How do you grow meat in a lab?

How Soon Will Synthetic Meat Ever Replace Big Macs?

Not right away, probably. For one thing, producing synthetic meat initially is going to be really expensive -- Post's fake hamburger, which he's hoping to get a celebrity chef to cook, will cost about £200,000 or U.S. $320,000 to produce. (You could buy 89,635 Big Macs -- which go for $3.57 apiece as of late 2012 -- for that much money.) Of course, as researchers refine the process, they're hoping to drive the cost down quite a bit [source: Ghosh].

Test-tube burgers would have a lot of advantages over the real stuff. For one thing, fake meat wouldn't eat up our resources the way that cows do. According to EarthSave, an environmental organization, growing a pound (about half a kilogram) of beef necessitates the use of 2,500 gallons (9,464 liters) of water, 12 pounds (5.4 kilograms) of grain, 35 pounds (15.8 kilograms) of topsoil and the energy equivalent of 1 gallon (4 liters) of gasoline. And with some experts estimating that food production will have to double within the next 40 years to keep up with expanding populations in developing countries, it's going to be tough to find enough pastureland, grain and water to feed the number of cows we would need for meat. "Anything that stops more wild land being converted to agricultural land is a good thing," University of British Columbia professor food ecologist Sean Smukler said in a 2012 BBC News interview. "We're already reaching a critical point in the availability of land" [source: Ghosh].

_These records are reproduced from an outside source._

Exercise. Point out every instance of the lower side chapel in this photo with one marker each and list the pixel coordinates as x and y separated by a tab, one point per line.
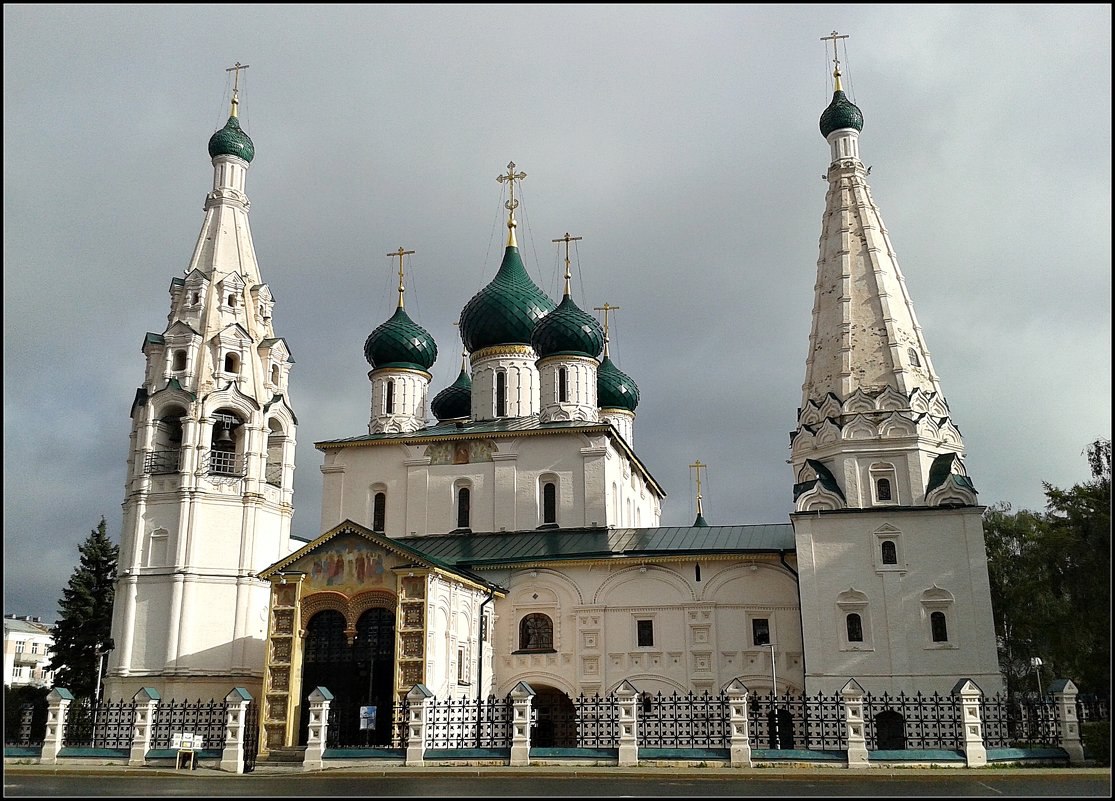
503	529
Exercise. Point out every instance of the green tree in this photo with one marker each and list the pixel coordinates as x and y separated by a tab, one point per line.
85	616
1050	584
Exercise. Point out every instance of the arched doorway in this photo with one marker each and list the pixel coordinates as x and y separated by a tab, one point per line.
554	725
359	674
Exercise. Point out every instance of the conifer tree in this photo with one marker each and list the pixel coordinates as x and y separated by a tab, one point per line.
85	616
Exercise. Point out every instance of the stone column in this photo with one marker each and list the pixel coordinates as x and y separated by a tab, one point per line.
419	698
521	697
235	717
57	707
1064	695
146	702
319	730
975	751
739	724
628	698
854	729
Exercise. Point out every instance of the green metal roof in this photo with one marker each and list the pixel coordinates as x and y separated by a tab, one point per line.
231	141
504	311
481	550
400	343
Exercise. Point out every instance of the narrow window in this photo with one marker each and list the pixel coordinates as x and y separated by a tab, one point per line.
549	502
760	631
890	552
939	627
463	498
389	403
501	394
535	633
379	511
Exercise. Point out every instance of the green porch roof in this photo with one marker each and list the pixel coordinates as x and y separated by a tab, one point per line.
502	548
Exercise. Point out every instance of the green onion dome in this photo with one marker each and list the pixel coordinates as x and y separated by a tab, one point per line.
614	387
400	343
504	311
568	330
456	399
231	141
841	114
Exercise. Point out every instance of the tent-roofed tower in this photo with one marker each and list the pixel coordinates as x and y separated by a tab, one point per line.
210	479
889	538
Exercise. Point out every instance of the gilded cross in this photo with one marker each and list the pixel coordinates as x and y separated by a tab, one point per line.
400	253
566	239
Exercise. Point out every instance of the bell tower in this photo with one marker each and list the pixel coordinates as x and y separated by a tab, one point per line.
209	494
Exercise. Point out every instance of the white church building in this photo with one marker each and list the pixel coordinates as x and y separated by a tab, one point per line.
516	536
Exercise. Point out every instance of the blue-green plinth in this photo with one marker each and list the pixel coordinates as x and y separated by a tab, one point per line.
505	311
231	141
568	330
614	387
841	114
400	343
455	401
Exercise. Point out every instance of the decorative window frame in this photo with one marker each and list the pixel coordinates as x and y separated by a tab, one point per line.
852	601
885	533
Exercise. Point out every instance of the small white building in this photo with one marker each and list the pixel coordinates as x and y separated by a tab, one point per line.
27	644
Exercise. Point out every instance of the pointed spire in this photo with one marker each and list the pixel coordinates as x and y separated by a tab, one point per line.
700	510
400	252
511	176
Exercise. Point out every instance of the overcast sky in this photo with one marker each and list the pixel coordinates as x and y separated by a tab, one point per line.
680	142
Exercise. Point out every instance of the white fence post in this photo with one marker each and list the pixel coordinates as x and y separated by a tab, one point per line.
1064	694
854	725
235	716
419	698
975	751
628	700
146	702
740	746
521	697
319	730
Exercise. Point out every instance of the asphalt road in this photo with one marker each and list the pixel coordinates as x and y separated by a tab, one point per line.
571	783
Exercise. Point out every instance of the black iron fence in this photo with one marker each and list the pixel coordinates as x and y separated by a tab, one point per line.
203	719
105	724
464	723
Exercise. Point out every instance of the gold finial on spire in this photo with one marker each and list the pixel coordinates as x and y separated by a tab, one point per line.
698	465
835	37
235	85
606	308
511	176
400	253
566	239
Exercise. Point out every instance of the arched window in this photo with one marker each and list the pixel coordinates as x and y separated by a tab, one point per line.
464	498
379	511
389	399
549	503
536	633
854	628
501	394
939	627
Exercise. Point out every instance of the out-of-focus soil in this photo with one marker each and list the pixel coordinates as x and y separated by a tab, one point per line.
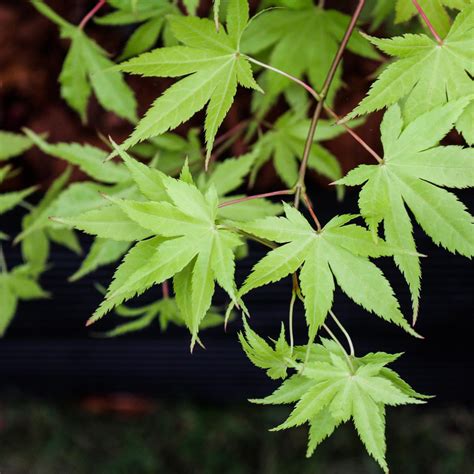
31	57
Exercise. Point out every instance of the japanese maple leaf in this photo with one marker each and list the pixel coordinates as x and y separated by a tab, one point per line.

Jason Matheny, director of New Harvest, a nonprofit research organization that has been working since the mid-2000s to promote its development, said in a 2008 interview that synthetic meat would have health advantages as well. It would be easier to control and eliminate food-based pathogens in laboratory meat, and fat content could be systematically controlled, making it healthier to eat [source: Kiger].

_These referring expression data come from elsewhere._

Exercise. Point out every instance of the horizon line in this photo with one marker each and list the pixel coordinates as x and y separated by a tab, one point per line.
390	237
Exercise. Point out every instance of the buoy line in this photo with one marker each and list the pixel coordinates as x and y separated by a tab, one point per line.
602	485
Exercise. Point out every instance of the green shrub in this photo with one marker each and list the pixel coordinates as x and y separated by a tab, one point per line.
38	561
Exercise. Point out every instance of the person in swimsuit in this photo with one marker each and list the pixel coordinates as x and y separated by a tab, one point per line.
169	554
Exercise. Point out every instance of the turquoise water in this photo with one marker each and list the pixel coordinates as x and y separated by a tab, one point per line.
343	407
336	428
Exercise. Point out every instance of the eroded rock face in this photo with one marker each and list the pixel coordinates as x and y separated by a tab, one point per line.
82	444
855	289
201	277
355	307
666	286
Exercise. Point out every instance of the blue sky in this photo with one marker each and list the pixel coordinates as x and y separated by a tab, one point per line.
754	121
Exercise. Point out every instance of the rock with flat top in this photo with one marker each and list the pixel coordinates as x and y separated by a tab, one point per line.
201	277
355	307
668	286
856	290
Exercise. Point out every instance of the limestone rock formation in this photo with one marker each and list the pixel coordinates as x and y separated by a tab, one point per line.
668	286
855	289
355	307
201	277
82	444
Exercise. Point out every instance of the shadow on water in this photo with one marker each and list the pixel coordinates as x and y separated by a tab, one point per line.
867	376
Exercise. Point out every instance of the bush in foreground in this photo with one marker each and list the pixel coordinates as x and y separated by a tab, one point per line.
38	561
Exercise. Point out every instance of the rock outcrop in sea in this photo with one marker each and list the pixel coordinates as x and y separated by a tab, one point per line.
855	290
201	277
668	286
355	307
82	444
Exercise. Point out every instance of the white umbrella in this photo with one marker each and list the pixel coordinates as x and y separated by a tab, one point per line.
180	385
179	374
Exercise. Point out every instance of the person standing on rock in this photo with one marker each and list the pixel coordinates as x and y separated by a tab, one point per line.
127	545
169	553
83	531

That is, assuming that synthetic meat ranchers can get people to eat the stuff. Modern Meadow, the Missouri-based startup that hopes to become the first manufacturer of synthetic meat, concedes that convincing consumers that fake flesh is okay may be a bit of a challenge. "We expect it will first appeal to culinary early-adopted consumers, and the segment of the vegetarian community that rejects meat for ethical reasons," the company wrote in a 2012 proposal for a U.S. Department of Agriculture grant. "With reduction in price, it can reach the masses with religious restrictions on meat consumption (people restricted to Hindu, Kosher, Halal diets) and finally populations with limited access to safe meat production" [source: U.S. Department of Agriculture].

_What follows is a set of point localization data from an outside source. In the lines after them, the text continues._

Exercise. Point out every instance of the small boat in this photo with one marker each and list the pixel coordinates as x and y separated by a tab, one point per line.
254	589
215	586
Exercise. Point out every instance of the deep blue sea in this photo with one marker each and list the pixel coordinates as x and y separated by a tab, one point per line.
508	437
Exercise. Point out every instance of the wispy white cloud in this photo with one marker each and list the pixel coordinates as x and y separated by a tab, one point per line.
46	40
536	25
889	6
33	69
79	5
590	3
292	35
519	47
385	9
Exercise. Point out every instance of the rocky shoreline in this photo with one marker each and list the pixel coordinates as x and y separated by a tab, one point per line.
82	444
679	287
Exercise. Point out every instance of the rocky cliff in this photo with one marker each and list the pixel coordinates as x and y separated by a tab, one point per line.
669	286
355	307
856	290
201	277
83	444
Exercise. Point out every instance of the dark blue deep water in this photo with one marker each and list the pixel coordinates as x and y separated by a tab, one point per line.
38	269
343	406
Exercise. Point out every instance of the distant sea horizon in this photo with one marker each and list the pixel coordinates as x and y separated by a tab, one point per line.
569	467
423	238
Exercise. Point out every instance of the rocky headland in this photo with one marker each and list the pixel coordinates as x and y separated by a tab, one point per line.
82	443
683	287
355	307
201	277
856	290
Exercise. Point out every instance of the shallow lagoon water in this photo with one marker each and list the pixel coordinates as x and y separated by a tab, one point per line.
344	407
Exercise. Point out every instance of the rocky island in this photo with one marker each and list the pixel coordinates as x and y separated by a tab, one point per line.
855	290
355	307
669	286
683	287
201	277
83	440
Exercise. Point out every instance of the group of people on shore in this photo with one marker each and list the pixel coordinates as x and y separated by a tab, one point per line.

Author's Note: How do you grow meat in a lab?

My father was a grocery store owner and a butcher, so I grew up around meat of all kinds. We ate steaks and hamburgers probably several times a week, in addition to pastrami, stews, bacon, sausage, and plenty of a strange, oily processed meat product called chipped ham, for which people in my hometown of Pittsburgh had a peculiar craving. But after I grew up and reached middle age, I mysteriously lost my desire to eat meat. I think some of it has to do with being the owner of three dogs, and realizing that it felt strange to eat some animals and play fetch with others. Today, I subsist on rice and beans, cashew butter, fresh and cooked vegetables, oatmeal and raw salads and fruit, a small amount of cheese and eggs, and an occasional serving of farm-raised tilapia. Maybe I'm a mammal supremacist, but I don't get quite as misty-eyed about fish. The idea of synthetic meat intrigues me, though I'm not sure if I'd actually eat it, even if it was available. I've gotten so accustomed to my plant-based diet that I'm not sure that meat would taste good to me at this point.